© Jean-Louis Fernandez
ƒƒƒ article de Nicolas Brizault-Eyssette
On ne peut pas vraiment dire que Et jamais nous ne serons séparés de Jon Fosse, prix Nobel de littérature en 2023, est un spectacle qui touche. Ce serait un mensonge. Il perd, nous perd, déchire, nous déchire. Une femme seule, parle à un homme, qu’elle attend, le dîner est prêt, la table est mise mais il n’est pas là, pas encore. Régulièrement, la porte s’ouvre et dans la lumière cet homme apparaît, presque muet, silhouette immense qui répond à peine aux questions de cette femme. Il disparaît, revient, la femme s’interroge toujours, sur le passé, le présent ? Demain ? Une relation qui a été, est, sera, aurait pu être ? Comment le savoir exactement ? Puis l’homme se pose lui aussi des questions, la ronde continue puisqu’une seconde femme, plus jeune, les « rejoint ». Qui est-elle ? Une autre ou la même quelques années auparavant ? Le fruit du mensonge ou une image ? Tous se torturent lentement, dans le vide, dans l’interrogation. C’est surtout la toute première qui parle, souriante, sûre, puis l’inverse et on recommence.
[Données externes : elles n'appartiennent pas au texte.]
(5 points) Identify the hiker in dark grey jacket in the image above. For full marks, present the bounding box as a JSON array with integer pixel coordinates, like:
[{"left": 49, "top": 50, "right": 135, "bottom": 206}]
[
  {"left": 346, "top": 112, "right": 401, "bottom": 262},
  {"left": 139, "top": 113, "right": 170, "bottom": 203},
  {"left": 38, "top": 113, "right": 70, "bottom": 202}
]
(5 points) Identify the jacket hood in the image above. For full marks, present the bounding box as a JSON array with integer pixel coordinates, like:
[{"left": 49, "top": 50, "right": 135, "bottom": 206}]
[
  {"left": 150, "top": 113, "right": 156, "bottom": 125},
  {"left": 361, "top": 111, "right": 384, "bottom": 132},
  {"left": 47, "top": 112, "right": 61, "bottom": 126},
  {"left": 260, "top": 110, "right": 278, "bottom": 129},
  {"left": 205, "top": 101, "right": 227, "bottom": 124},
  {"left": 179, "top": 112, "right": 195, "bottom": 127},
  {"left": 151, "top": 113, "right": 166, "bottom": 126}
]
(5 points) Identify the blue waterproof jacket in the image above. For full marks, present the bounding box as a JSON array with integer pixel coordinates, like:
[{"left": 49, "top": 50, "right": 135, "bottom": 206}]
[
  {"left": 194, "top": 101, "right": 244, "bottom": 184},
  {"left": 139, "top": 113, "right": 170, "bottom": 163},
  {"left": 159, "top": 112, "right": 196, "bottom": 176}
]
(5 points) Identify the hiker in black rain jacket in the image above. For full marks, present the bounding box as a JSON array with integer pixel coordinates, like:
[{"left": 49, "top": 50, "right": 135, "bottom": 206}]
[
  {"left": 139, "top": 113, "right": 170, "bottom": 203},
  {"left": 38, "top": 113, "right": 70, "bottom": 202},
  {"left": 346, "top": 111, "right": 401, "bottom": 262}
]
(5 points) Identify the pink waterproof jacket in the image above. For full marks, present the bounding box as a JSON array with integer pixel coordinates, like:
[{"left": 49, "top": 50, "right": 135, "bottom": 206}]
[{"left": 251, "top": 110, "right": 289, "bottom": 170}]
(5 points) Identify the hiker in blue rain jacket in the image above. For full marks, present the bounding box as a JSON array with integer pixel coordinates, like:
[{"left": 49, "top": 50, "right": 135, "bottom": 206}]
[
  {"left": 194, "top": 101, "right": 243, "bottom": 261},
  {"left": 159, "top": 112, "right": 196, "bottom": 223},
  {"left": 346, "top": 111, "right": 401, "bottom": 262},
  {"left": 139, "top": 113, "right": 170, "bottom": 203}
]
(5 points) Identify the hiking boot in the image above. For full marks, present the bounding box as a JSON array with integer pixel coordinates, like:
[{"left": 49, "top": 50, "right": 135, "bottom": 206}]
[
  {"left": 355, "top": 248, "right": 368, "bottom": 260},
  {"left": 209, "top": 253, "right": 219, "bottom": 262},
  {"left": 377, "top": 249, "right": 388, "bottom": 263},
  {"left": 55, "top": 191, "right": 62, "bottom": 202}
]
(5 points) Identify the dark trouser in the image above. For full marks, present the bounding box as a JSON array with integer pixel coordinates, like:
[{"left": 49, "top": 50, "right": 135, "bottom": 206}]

Sur le couple, l’amour, sur toi, sur moi, affirmations multiples, peurs et contraire pour faire comme si la vérité était détenue.
Qui est face à nous réellement ? La table mise existe-t-elle ? Et le vin ? Cette porte d’entrée ? La mémoire s’amuse-t-elle ? Le vrai et le faux ont-ils trop bu ? Une valse de questions, oui. Et jamais nous ne serons séparés semble se jouer des spectateurs troublés, suspendus, paumés sans doute. Présence, absence, tout glisse lentement, mais vers quoi ? Ce texte date du début de l’œuvre de Jon Fosse, c’est sa seconde pièce, et il est assez surprenant justement parce cette sorte de mini coups répétés, sont toujours plus ou moins les mêmes, encore et encore. Sommes-nous face à des souvenirs ? La mort s’amuse-t-elle en torturant celle ou celles qui restent ? Ou celui, allez savoir… On croit voir une femme inquiète, simple au tout début, plongée dans des moments que nous connaissons tous, l’attente, les questions sans fin, sans suite, mais un point d’interrogation plus que flou se fixe, nous fait sourire, rire parfois. On a envie de monter sur scène et de les rassurer les uns et les autres, mais le jus de raisin mousseux dans les verres à pied ne donne pas envie.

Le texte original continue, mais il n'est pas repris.